Parmi ces crises, figure en bonne place le fonctionnement des services publics. Il est dénigré par les partenaires techniques et financiers comme étant non-conforme à leurs perceptions de ce que doit être un service public, et il est encore davantage critiqué par les populations pour la mauvaise qualité des services délivrés et l’ampleur du favoritisme, de l’absentéisme et de la corruption, comme le montrent de nombreuses enquêtes (Cf. par exemple les rapports publiés dans Études et Travaux du LASDEL (www.lasdel.net).
Les partenaires techniques et financiers multiplient les interventions, les plans, les appuis, les incitations, les injonctions et les conseils, mais sans grand succès. L’industrie du développement et les gouvernements nationaux sont le plus souvent dans une impasse en matière de justice, d’éducation, de santé, de sécurité, d’emploi, et d’aide sociale, malgré des chiffres favorables. En effet, l’accumulation des aides reçues et l’empilement des expertises n’ont guère permis de répondre aux attentes des citoyens en termes de prestation quotidienne des services publics.
La dégradation du niveau de l’enseignement public, masquée par l’accroissement du nombre d’élèves scolarisés, en est le signe le plus visible. Cela va de pair avec les affectations de complaisance, l’achat de notes, de diplômes ou de passages en classe supérieure, et les interventions de protecteurs bien placés.
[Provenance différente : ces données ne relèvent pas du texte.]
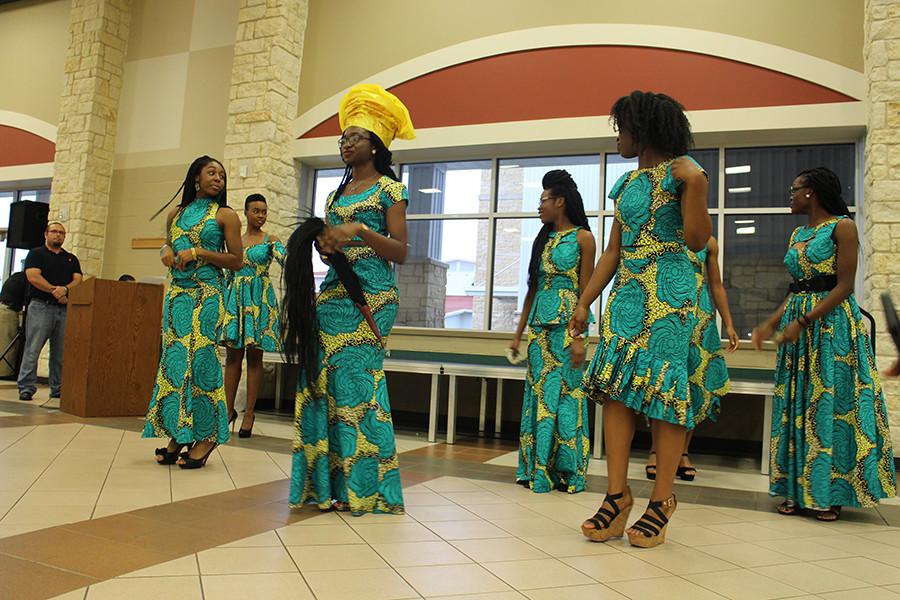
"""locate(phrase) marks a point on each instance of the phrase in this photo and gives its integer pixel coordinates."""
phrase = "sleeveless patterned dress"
(708, 373)
(344, 448)
(831, 445)
(251, 309)
(642, 358)
(188, 401)
(554, 439)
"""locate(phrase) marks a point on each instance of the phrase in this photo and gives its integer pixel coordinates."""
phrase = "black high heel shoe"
(195, 463)
(247, 432)
(169, 458)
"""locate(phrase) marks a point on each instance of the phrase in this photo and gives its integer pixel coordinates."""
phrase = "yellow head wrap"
(373, 108)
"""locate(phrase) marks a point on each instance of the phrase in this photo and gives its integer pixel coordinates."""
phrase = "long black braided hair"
(300, 328)
(654, 121)
(561, 185)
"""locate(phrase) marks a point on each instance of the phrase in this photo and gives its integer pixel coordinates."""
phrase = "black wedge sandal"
(650, 529)
(608, 523)
(686, 473)
(169, 458)
(195, 463)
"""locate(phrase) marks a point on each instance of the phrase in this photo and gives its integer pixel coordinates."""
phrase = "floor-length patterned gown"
(251, 309)
(188, 401)
(554, 439)
(830, 440)
(344, 449)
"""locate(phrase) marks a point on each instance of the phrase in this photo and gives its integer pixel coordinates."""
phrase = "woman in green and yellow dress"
(251, 310)
(641, 363)
(344, 453)
(203, 238)
(554, 439)
(831, 446)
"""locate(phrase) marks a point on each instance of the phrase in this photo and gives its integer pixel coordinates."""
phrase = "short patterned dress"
(554, 440)
(188, 401)
(646, 329)
(344, 449)
(830, 440)
(708, 373)
(251, 309)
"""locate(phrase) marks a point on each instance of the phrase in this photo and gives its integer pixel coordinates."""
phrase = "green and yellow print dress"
(554, 441)
(708, 373)
(830, 440)
(188, 401)
(344, 449)
(642, 358)
(251, 309)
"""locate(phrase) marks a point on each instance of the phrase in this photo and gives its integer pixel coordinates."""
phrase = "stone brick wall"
(881, 239)
(265, 79)
(86, 138)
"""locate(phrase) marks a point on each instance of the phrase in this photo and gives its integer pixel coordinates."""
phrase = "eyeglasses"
(351, 139)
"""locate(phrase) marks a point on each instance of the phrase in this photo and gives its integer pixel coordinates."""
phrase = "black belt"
(819, 283)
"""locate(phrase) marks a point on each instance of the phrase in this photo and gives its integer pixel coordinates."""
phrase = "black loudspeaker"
(27, 223)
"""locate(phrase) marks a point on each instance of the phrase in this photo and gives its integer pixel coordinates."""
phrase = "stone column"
(265, 80)
(881, 239)
(86, 137)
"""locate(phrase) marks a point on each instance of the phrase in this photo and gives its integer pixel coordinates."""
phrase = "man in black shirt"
(51, 272)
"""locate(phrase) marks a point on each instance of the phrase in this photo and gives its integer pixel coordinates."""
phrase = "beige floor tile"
(426, 514)
(186, 565)
(614, 567)
(535, 526)
(872, 593)
(499, 549)
(864, 569)
(680, 560)
(696, 535)
(451, 484)
(744, 585)
(374, 584)
(420, 554)
(479, 496)
(400, 532)
(336, 557)
(745, 554)
(226, 561)
(467, 530)
(318, 535)
(664, 588)
(533, 574)
(270, 586)
(596, 591)
(568, 545)
(811, 578)
(446, 580)
(267, 539)
(147, 588)
(424, 498)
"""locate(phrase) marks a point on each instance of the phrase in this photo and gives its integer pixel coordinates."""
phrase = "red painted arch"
(20, 147)
(578, 81)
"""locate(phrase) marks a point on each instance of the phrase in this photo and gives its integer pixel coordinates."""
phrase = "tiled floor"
(85, 513)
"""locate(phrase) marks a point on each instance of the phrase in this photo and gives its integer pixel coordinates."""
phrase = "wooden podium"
(111, 348)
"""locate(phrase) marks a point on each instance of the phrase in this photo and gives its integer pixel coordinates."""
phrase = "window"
(471, 225)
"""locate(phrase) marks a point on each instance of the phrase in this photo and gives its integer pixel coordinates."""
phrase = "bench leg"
(432, 409)
(498, 410)
(482, 407)
(767, 435)
(451, 411)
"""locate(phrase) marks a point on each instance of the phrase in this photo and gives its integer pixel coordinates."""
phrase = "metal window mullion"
(492, 246)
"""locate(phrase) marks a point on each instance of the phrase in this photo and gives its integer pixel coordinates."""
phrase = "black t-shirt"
(56, 268)
(14, 289)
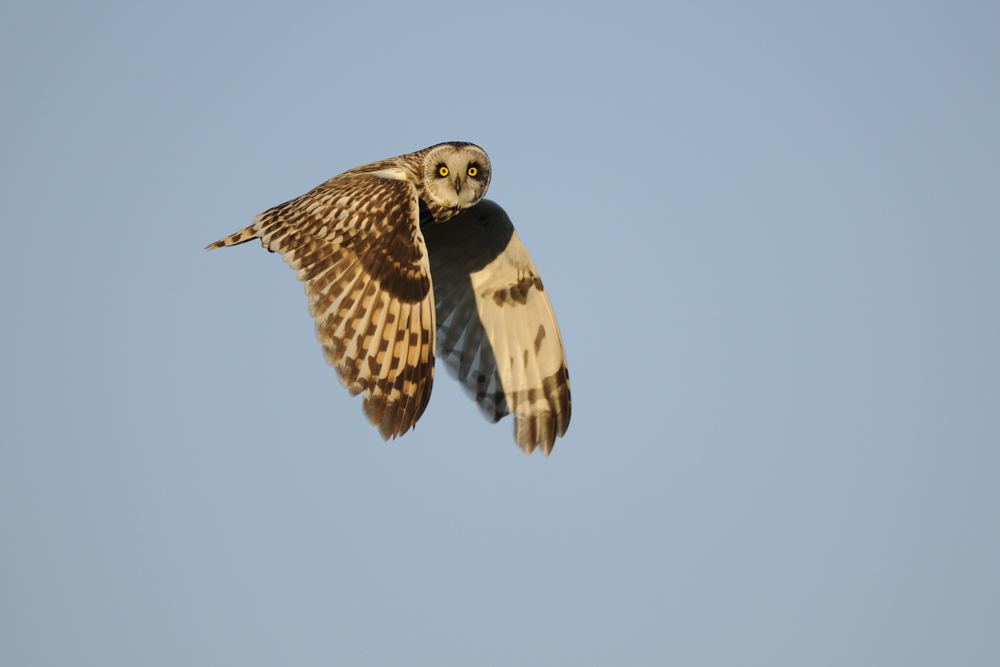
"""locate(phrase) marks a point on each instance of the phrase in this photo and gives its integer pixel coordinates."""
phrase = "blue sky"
(771, 235)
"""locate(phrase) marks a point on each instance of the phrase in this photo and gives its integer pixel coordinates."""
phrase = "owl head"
(456, 175)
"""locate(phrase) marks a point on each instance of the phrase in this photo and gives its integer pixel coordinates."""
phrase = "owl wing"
(355, 242)
(497, 333)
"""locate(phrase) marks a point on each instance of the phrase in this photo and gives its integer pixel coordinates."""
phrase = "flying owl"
(403, 260)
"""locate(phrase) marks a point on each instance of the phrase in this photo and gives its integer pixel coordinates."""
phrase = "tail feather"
(241, 236)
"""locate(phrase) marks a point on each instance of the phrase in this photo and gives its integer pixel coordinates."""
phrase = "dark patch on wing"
(539, 337)
(518, 292)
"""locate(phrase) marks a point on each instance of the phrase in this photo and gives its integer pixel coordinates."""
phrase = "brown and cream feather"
(358, 244)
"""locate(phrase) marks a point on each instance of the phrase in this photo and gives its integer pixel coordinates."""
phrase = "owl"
(404, 261)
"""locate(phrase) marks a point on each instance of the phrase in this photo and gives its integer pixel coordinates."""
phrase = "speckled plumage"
(358, 243)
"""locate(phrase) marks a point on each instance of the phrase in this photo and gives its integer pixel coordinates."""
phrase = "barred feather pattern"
(497, 332)
(355, 242)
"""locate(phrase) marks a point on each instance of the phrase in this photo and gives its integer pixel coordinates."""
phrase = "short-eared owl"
(403, 259)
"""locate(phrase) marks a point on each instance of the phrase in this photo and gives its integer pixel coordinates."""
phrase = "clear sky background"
(771, 234)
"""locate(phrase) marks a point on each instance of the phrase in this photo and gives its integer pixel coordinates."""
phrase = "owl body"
(358, 244)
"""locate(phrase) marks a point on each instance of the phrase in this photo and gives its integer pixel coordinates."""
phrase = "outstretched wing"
(497, 333)
(355, 242)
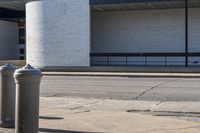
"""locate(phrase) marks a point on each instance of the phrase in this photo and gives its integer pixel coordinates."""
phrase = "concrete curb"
(114, 74)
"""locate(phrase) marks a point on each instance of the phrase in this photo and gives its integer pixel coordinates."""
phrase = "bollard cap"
(8, 67)
(27, 70)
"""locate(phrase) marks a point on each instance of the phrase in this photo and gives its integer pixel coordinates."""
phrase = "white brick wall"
(145, 31)
(58, 33)
(8, 40)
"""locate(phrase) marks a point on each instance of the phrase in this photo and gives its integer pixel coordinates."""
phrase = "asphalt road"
(122, 88)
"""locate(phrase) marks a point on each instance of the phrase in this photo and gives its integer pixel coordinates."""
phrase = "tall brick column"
(58, 33)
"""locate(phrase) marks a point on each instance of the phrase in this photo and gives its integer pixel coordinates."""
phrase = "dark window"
(21, 57)
(21, 51)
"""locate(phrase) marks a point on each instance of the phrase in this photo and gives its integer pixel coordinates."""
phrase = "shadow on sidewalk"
(61, 131)
(50, 118)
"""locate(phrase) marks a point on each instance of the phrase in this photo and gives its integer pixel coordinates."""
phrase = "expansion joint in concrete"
(150, 89)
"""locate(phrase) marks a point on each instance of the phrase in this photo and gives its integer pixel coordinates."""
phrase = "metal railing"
(106, 59)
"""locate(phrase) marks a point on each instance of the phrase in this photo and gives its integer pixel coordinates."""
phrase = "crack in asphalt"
(81, 106)
(156, 86)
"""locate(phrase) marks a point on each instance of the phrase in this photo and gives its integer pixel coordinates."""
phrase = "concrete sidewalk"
(125, 74)
(78, 115)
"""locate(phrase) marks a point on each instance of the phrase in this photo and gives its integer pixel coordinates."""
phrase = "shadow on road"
(61, 131)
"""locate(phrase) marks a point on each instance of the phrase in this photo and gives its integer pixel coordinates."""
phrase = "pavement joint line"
(156, 105)
(81, 106)
(156, 86)
(122, 74)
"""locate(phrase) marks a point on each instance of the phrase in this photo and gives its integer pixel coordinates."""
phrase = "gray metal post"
(7, 96)
(27, 81)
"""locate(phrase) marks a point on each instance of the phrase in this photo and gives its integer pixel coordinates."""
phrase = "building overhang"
(16, 8)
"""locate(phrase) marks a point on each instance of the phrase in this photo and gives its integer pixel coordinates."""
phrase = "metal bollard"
(7, 96)
(27, 81)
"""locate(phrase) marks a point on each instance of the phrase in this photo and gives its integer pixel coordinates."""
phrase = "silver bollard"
(7, 96)
(27, 81)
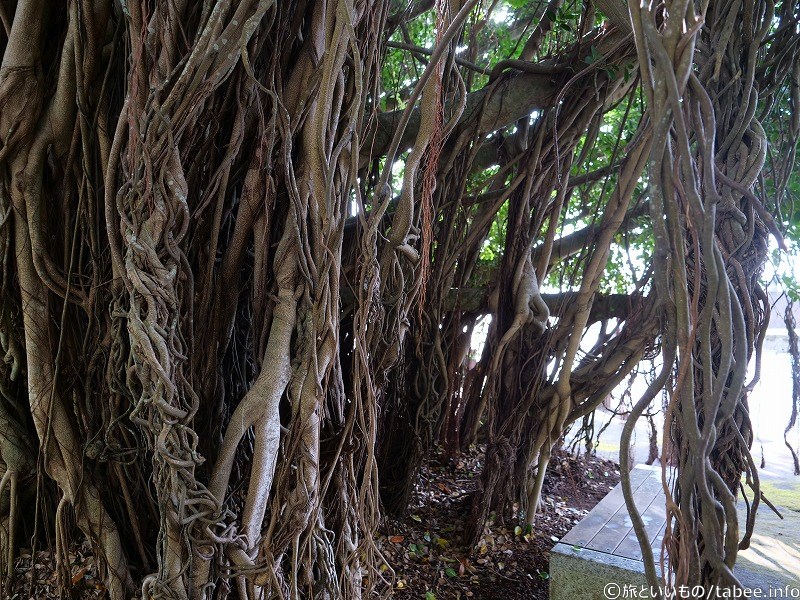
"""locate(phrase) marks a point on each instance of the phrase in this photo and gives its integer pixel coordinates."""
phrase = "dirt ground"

Les progrès sont quantitatifs (plus d’écoles, plus de formations sanitaires, plus de tribunaux, plus de policiers, etc.), ce qui permet aux bailleurs de fonds et aux ministres de se féliciter. Mais, le plus souvent, la qualité stagne ou baisse : c’est justement cela que perçoivent les usagers, et qui contribue à leur perte de confiance envers l’État.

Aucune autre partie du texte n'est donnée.